A Nextflow/R/groovy pipeline for carrying out the "undercover gRNA" negative control calibration assessment on a user-specified collection of methods and datasets.

Example usage

Git clone this repository.

git clone https://github.com/Katsevich-Lab/undercover-gRNA-pipeline.git

Change directories into undercover-gRNA-pipeline and execute the pipeline via bash example_invoke.sh.

API

We break the API of the pipeline down into several parts: pipeline input, pipeline output, data format, and method API.

1. Pipeline input

The pipeline takes several required inputs: a data_file, a data_method_pair_file, and a result_dir.

i. data_file

The data_file is an R file specifying the file paths of datasets to be used in the analysis. The data_file should have the following format (taken from data_file.R in the example):

papalexi_offsite <- .get_config_path("LOCAL_PAPALEXI_2021_DATA_DIR")
schraivogel_offsite <- .get_config_path("LOCAL_SCHRAIVOGEL_2020_DATA_DIR")

# create a list; each element of the list contains:
# (i) response_odm_fp,
# (ii) response_metadata_fp,
# (iii) gRNA_odm_fp,
# (iv) gRNA_metadata_fp

data_list <- list(
  # Papalexi gene modality
  papalexi_gene = c(response_odm_fp = paste0(papalexi_offsite,
    "processed/gene/expression_matrix.odm"),
                    response_metadata_fp = paste0(papalexi_offsite,
                      "processed/gene/metadata.rds"),
                    gRNA_odm_fp = paste0(papalexi_offsite,
                      "processed/gRNA/count_matrix.odm"),
                    gRNA_metadata_fp = paste0(papalexi_offsite,
                      "processed/gRNA/metadata.rds")),

  # Schraivogel TAP-seq
  schraivogel_tap = c(response_odm_fp = paste0(schraivogel_offsite,
    "processed/ground_truth_tapseq/gene/expression_matrix.odm"),
                      response_metadata_fp = paste0(schraivogel_offsite,
                        "processed/ground_truth_tapseq/gene/metadata.rds"),
                      gRNA_odm_fp = paste0(schraivogel_offsite,
                        "processed/ground_truth_tapseq/gRNA/raw_ungrouped.odm"),
                      gRNA_metadata_fp = paste0(schraivogel_offsite,
                        "processed/ground_truth_tapseq/gRNA/raw_ungrouped_metadata.rds")),

  # Schraivogel Perturb-seq
  schraivogel_perturb = c(response_odm_fp = paste0(schraivogel_offsite,
    "processed/ground_truth_perturbseq/gene/expression_matrix.odm"),
                          response_metadata_fp = paste0(schraivogel_offsite,
                            "processed/ground_truth_perturbseq/gene/metadata.rds"),
                          gRNA_odm_fp = paste0(schraivogel_offsite,
                            "processed/ground_truth_perturbseq/gRNA/raw_ungrouped.odm"),
                          gRNA_metadata_fp = paste0(schraivogel_offsite,
                            "processed/ground_truth_perturbseq/gRNA/raw_ungrouped_metadata.rds"))
)

A named list called data_list should be defined, with the names corresponding to different datasets (in the above example, "papalexi_gene", "schraivogel_tap", and "schraivogel_perturb").

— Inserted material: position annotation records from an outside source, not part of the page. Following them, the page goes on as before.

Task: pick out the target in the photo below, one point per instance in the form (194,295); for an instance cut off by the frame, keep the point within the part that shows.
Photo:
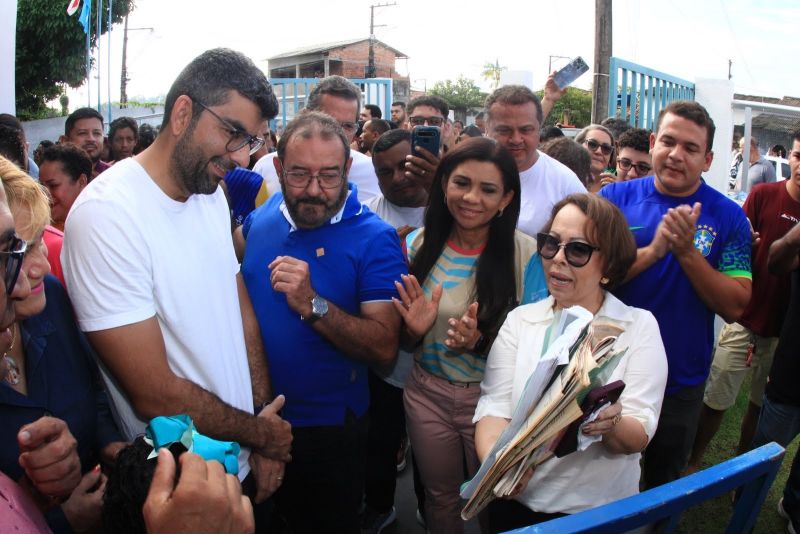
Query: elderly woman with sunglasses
(586,249)
(474,267)
(599,142)
(49,368)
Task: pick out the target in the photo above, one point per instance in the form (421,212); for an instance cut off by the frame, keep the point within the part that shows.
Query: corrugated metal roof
(314,49)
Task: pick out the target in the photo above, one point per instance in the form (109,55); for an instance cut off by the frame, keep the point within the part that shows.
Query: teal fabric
(165,430)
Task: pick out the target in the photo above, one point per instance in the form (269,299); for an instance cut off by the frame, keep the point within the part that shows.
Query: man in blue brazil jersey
(693,262)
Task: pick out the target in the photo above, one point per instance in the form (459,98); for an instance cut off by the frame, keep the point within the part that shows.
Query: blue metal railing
(637,94)
(753,472)
(292,94)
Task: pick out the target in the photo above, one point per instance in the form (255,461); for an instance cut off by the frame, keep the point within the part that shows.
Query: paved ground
(406,507)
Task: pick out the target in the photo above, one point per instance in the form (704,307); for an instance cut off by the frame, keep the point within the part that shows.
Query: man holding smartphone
(425,111)
(514,120)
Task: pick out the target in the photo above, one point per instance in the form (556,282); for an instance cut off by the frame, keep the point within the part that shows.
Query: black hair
(128,485)
(635,138)
(74,160)
(550,132)
(12,146)
(147,134)
(694,112)
(495,278)
(390,139)
(379,125)
(616,125)
(432,101)
(213,75)
(374,111)
(337,86)
(78,114)
(513,95)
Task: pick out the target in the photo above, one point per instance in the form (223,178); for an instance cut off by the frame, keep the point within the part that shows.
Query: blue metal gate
(637,94)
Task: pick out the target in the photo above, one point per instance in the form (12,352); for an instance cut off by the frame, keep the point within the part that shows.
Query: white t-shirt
(397,373)
(362,173)
(131,252)
(595,476)
(543,185)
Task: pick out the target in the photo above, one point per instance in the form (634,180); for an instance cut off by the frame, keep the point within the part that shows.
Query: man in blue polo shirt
(693,262)
(320,268)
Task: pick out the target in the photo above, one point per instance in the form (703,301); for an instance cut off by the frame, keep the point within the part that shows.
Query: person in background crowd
(341,99)
(402,205)
(571,154)
(599,143)
(123,135)
(749,344)
(515,118)
(325,314)
(84,128)
(147,134)
(693,262)
(399,114)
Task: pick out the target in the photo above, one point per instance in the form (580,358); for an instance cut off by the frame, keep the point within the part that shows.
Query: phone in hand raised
(427,137)
(571,72)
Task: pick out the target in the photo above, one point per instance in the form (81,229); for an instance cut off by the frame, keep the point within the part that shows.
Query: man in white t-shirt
(514,120)
(402,205)
(151,271)
(341,99)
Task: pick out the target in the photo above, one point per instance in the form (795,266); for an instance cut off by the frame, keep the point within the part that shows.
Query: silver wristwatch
(319,308)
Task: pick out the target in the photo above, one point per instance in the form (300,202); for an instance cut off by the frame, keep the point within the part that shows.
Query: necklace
(12,373)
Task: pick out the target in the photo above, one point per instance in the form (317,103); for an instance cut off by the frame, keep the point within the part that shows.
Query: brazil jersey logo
(704,239)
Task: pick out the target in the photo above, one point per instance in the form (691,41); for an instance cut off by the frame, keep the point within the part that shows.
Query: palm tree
(492,71)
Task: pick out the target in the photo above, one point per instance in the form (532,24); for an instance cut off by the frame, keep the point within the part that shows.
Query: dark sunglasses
(641,168)
(577,253)
(13,262)
(605,148)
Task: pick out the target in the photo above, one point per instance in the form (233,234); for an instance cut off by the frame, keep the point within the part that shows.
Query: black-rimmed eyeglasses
(641,168)
(577,253)
(239,138)
(593,145)
(12,258)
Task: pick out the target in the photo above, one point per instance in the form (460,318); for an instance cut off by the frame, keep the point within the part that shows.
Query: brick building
(345,58)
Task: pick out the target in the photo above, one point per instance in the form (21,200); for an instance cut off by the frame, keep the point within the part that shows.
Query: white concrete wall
(716,96)
(8,39)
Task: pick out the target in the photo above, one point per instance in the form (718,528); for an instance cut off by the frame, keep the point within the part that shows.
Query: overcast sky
(446,38)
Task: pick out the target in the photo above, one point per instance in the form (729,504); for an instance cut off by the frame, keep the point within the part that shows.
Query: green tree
(576,104)
(459,95)
(492,72)
(51,49)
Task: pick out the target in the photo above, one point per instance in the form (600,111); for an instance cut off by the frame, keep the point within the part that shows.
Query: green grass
(713,516)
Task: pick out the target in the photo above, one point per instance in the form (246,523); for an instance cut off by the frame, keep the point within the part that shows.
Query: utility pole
(602,58)
(369,72)
(123,83)
(123,94)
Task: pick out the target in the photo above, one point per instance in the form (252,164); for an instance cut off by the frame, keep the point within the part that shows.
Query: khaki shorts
(729,366)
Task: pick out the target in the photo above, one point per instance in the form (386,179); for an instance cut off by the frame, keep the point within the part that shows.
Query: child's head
(128,485)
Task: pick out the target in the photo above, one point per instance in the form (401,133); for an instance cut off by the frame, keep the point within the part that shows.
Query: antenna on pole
(370,71)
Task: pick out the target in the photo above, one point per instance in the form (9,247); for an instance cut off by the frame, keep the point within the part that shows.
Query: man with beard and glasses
(320,270)
(150,266)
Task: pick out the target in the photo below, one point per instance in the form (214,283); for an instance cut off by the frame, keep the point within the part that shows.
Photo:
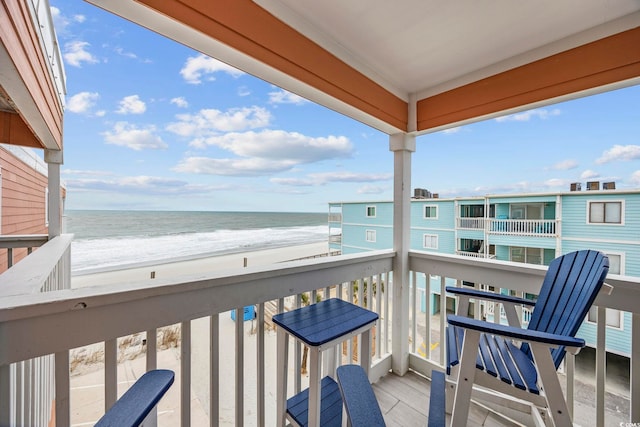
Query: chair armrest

Each entry of the named list should be a named character vector with the following entries: "response_odm_fp" (file path to the backing .odm file of the response matrix), "response_metadata_fp" (file path to the metadata.rds file of the response matrix), "gRNA_odm_fp" (file path to the backing .odm file of the gRNA matrix), and "gRNA_metadata_fp" (file path to the metadata.rds file of gRNA matrix). We call the .get_config_path function to specify full file paths in a portable way, but this is not strictly speaking necessary; all that is required is that the specified files be available on the machine on which the pipeline is being run.

ii. data_method_pair_file

The data_method_pair_file is a groovy file specifying the methods to evaluate on each dataset. The data_method_pair_file should have the following format (taken from data_method_pair_file.groovy in the example):

data_method_pairs = [schraivogel_tap: ["schraivogel_method", "seurat_de"],
                     papalexi_gene: ["seurat_de"]]

data_method_pairs is a groovy map, i.e. a set of key-value pairs. The keys should be the names of datasets to analyze (in the above example, "schraivogel_tap" and "papalexi_gene") and must be a (possibly proper) subset of the datasets defined in data_file. The value for a given key (i.e., dataset) should be a string array giving the methods to evaluate on that dataset. In the above example we specify to the pipeline to evaluate "schraivogel_method" and "seurat_de" on "schraivogel_tap" and "seurat_de" on "papalexi_gene".

iii. result_dir

The directory in which to store the results.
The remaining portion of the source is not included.